Hugo had graduated high school – an enormous achievement here – a couple of years ago and had even started classes at the University of Oaxaca, but even the modest costs of paying the $25 entrance exam and monthly fees of about $80 have sidelined his college aspirations for a while. He wants to be a teacher, he says.
Lupita herself is thinking about opening a little café in her home to showcase the kind of healthy food she’s learned to love in her recovery process. If she can’t weave, which is the only work she’s ever known —her strength being the exquisite colors she coaxes into hand-spun wool yarn from plants and nuts. She once discovered a beautifully muted dusky lavender color unseen anywhere else by combining red cochanil insect dye with blue indigo root, the result a surprise when boiled in a rusty iron pot.
But back to pizza. We arrived at Norma’s, out in the beautiful, silent countryside with mountains on a 360-degree turn, to a set table worthy of a house and garden magazine. The boys were fascinated by a book in English: “101 Beautiful Small Towns in Mexico,” while Lupita picked up a coffee table book on rebozos, woven shawls. By our standards, it was a simple lunch: frozen pizza baked with a little extra cheese, green salad, and zucchini bread with fruit for dessert.

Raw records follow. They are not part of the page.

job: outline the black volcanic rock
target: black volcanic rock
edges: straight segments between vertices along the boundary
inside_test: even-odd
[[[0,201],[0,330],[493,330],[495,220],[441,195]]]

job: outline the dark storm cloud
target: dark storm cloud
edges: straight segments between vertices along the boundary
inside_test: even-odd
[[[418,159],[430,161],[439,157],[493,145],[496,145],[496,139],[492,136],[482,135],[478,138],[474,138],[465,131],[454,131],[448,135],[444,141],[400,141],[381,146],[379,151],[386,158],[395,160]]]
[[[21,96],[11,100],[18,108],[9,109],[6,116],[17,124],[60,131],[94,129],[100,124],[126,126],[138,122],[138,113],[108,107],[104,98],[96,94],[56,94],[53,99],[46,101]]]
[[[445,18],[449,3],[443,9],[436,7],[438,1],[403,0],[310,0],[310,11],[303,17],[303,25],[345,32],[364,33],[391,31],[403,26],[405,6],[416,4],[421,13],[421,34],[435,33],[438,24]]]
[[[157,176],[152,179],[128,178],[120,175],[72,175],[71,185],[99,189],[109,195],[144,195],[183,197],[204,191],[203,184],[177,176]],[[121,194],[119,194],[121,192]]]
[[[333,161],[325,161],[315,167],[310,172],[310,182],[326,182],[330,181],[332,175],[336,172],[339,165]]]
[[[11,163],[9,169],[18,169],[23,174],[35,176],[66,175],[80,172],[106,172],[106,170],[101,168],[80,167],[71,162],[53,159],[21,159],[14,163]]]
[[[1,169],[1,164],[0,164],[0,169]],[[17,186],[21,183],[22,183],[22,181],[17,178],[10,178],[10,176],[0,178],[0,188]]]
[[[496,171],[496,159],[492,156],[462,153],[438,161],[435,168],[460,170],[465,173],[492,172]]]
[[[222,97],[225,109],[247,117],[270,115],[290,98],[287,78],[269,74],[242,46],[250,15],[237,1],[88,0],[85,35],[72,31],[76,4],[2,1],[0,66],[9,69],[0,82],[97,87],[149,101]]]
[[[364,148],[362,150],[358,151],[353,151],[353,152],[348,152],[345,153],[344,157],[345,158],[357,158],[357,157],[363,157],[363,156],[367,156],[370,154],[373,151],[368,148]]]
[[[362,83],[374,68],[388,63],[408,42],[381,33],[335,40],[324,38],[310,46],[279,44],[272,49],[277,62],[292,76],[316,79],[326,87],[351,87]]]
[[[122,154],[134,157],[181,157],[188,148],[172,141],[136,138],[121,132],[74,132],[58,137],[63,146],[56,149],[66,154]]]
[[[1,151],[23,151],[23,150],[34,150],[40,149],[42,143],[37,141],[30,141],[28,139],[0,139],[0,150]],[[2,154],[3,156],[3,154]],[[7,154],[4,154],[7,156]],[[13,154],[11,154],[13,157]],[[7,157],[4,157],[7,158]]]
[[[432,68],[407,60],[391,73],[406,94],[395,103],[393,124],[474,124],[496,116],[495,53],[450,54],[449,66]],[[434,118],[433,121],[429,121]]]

By their standards, it was an incredible luxury to have all the food the boys could eat (Hugo sat next to me and managed at least a dozen pieces; Cristobal wasn’t far behind), prepared for them and cleaned up after them, no less. Lupita laughed when I said her new gamine haircut would cost big bucks in the states (she’s been growing it back since her head was totally shaved in the fall for chemo) and said she would stop when it reached her shoulders, not her waist as before since it took too long to dry. She’s 43 now anyway; time for a change, she says.
After lunch, we took in the view from the rooftop terrace; Daniel read a book in the hammock and I had to admonish Cristobal to get off the wall overhanging the tile roof. Hugo took a cell phone call from his girlfriend, who’s only 15 to his 20 years. After confirming her driving schedule for starting radiation treatments in a couple of weeks (God bless you, Mary), we dropped Lupita and the boys home back across town and up the hill, making several detours around the street work done by local crews in Teotitlán’s usos y costumbres system of providing municipal services by volunteer duty rather than federal taxes.
Rather than drop me off to take a bus or taxi home, Mary offered to drive me back into the city, though we detoured back to her house in Huayapam to pick up her dog and take him for an afternoon ride. She dropped me off right at my gate, and it started to rain only after I was already inside. That was about 6:30, so it was more or less a 5-hour lunch date, transportation and all. Nothing’s exactly easy here. But I wouldn’t have it any other way. It so makes you appreciate the ordinary.